After six months of intense fatigue and a misdiagnosis of congestive heart failure, Jeff Gilbert finally wound up in Dr. Heather Cheng's clinic at the Seattle Cancer Care Alliance.
He has prostate cancer.
Dr. Cheng thought it might be genetic, after hearing his family history includes a grandfather with lung cancer, a grandmother with breast cancer, an aunt with lung cancer, and more.
"My grandma had pancreatic cancer,” Jeff said. “My mom had breast cancer, my sisters had breast cancer and ovarian cancer. It's just, you know, down the line."
It turned out, Jeff did inherit his cancer risk, through a mutation in what's known as the ATM gene.
It increases the likelihood of breast cancer in women, but it's just as important for the men in his family to know about it, too.

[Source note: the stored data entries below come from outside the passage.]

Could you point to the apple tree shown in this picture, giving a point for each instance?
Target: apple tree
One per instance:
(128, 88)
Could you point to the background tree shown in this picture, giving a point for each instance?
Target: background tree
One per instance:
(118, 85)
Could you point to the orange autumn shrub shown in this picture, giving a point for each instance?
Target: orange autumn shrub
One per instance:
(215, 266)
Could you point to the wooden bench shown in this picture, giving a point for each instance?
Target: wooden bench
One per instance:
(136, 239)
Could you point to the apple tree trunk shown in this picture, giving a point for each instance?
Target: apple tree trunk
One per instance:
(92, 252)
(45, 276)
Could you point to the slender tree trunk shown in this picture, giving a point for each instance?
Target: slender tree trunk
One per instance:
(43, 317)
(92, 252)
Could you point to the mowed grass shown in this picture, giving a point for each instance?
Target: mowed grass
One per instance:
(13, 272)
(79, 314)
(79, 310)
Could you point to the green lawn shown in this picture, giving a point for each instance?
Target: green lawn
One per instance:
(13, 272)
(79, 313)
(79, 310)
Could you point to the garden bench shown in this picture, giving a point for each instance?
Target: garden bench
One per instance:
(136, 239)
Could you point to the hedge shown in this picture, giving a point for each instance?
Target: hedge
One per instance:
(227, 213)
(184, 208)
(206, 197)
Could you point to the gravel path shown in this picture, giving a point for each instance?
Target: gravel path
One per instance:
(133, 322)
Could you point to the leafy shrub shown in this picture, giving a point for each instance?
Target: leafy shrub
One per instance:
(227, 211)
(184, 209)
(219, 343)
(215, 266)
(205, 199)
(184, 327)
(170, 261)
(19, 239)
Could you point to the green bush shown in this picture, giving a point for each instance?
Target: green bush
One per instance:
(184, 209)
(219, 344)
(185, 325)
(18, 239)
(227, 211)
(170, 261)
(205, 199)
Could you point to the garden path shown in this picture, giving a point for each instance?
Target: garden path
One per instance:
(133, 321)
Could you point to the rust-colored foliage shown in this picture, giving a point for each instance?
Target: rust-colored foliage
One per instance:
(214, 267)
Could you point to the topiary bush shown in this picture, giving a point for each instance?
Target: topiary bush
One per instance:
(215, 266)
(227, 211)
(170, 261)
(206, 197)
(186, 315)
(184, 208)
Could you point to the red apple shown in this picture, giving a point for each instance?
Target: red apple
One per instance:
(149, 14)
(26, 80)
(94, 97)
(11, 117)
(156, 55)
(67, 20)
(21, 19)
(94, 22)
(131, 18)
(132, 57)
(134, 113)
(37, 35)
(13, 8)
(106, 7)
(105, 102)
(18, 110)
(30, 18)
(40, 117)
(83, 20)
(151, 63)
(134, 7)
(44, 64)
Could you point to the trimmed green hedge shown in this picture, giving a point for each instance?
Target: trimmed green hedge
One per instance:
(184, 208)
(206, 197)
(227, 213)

"For men, we're kind of catching up. If we do our job right, we'll be able to find sons and nephews. Jeff doesn't have sons but nephews for example who could be at risk," Dr. Cheng said.
Identifying the mutation can lead not only to early detection - but cancer prevention.
"Usually in oncology we are kind of trying to make the best of a bad situation, but we have this opportunity to really improve the screening and interventions of the next generation, and that I think is what gets me most excited," Dr. Cheng said.
Pinpointing the mutation also opened up more treatment options for Jeff.
"I didn't think I'd make it to today,” he said. “Most of the doctors I talked to predicted six months."
Two years later, Jeff is still here making memories with his daughters and granddaughter and making the family more aware of a cancer risk that could affect each of them.